Wandering around Puhoi you could stumble on a lot of history. Our village is like a museum and one of the Puhoi Heritage Museum Society’s admirable achievements has been the highlighting of its sites of historic significance.
The bronze plaques marking the positions of some now long-gone village buildings – the Puhoi Public School for example – is one such.
Another popular example would be the small grove of trees at the north-western tip of our church land. “The native trees in this reserve,” says a recent plaque, “were planted in 1952 by descendants of the first Puhoi families, to commemorate 90 years of Bohemian settlement … And the nearby kauri was planted in 1996 by Titford and Schischka, descendants from Orewa Primary School.”

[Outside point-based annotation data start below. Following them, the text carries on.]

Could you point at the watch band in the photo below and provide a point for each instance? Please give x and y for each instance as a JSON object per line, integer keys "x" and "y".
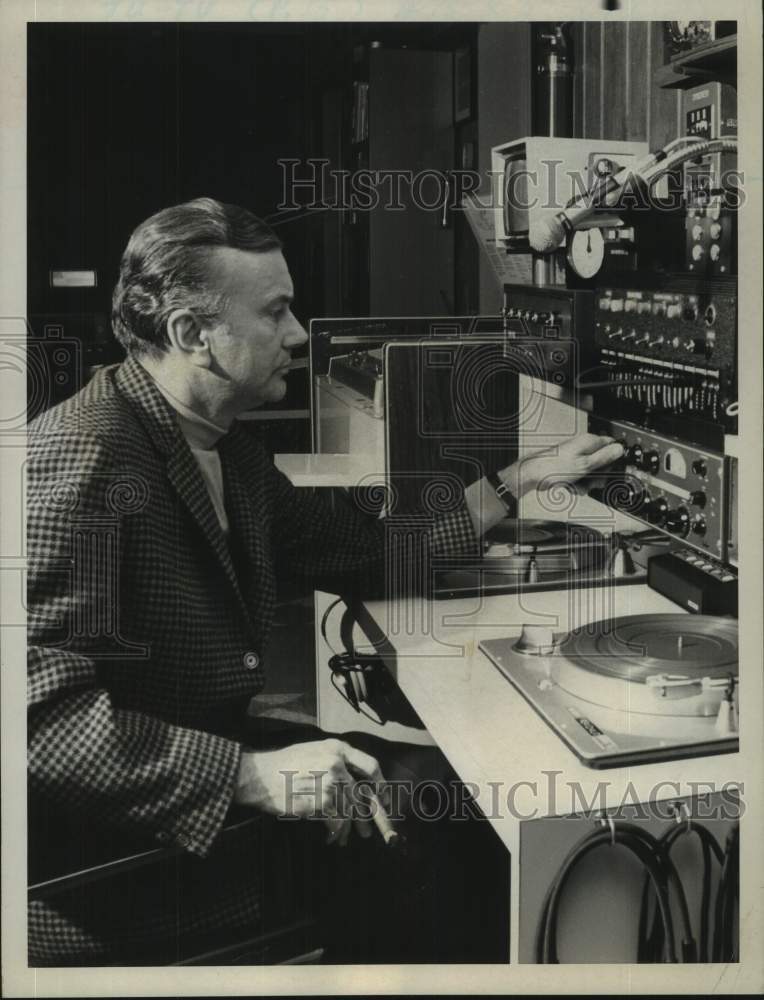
{"x": 503, "y": 492}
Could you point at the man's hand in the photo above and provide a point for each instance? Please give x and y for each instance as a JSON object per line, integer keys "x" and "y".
{"x": 309, "y": 780}
{"x": 565, "y": 464}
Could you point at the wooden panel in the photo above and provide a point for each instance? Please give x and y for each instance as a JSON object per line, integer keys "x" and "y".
{"x": 450, "y": 420}
{"x": 505, "y": 76}
{"x": 638, "y": 82}
{"x": 615, "y": 97}
{"x": 592, "y": 89}
{"x": 663, "y": 120}
{"x": 577, "y": 33}
{"x": 411, "y": 256}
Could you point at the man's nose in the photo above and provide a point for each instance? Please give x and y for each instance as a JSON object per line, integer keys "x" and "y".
{"x": 297, "y": 335}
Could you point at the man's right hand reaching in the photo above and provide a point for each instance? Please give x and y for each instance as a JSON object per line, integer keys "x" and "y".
{"x": 311, "y": 779}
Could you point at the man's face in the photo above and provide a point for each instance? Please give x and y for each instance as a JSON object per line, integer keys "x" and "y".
{"x": 252, "y": 345}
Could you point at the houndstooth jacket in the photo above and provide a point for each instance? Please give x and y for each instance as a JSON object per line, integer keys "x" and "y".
{"x": 147, "y": 638}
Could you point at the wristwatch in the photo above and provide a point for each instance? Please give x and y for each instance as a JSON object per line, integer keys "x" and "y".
{"x": 503, "y": 492}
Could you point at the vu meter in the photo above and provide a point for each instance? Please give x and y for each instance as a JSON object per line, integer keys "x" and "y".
{"x": 586, "y": 252}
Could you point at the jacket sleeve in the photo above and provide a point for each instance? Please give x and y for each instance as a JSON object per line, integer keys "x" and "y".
{"x": 331, "y": 544}
{"x": 122, "y": 768}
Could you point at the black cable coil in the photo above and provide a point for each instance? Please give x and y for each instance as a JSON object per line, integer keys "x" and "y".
{"x": 662, "y": 883}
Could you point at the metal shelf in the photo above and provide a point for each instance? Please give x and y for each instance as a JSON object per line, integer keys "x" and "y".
{"x": 716, "y": 61}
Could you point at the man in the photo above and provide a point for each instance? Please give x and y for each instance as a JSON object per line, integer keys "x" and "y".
{"x": 157, "y": 530}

The installation of Anzac memorial gates – a joint venture between the museum society, the Puhoi Community Forum and scoutmaster Heston Prospere-Smith – gained great community appreciation, and in 1988 a Pioneer Landing Memorial Stone was installed in the Centennial Hall garden opposite the Church of Sts Peter and Paul. It symbolises “the strong Catholic faith, courage and endurance of all our Bohemian pioneers and the landing on June 29, 1863, of the first settlers,” according to the plaque. The founding ships – War Spirit, Liverpool, Shakespeare, Queen Bee, Terpsichore, and Friedeburg, which brought groups, families and lone settlers to Puhoi are noted. War Spirit’s arrival is commemorated annually with the laying of a wreath.
In 2013, in preparation for our sesquicentennial, the museum society produced Celebrating Puhoi – a walking guide to the Puhoi Historic Village and its Bohemian Heritage and plaque additions to the stone multiplied. The roles of Captain Martin Krippner in the establishment of the settlement and Chief Te Hemara and his whanau, then living at the mouth of the Puhoi River, in helping it pull through its first, struggling year were acknowledged.
Updating of museum society markers and the history they represent is ongoing. The society has branched out from little bronze memorials in the long grass, to a riverbank series honouring sports club personalities – very precious to our community at the time of their passing. But the largest and most concentrated collection of Puhoi’s plaques and monuments is not in the village, but within walking distance on its edge. Administered now by Auckland Council, but with bylaws drawn up in 1892, the public cemetery is still in demand for burials and as a repository for ashes – and there is always room for more.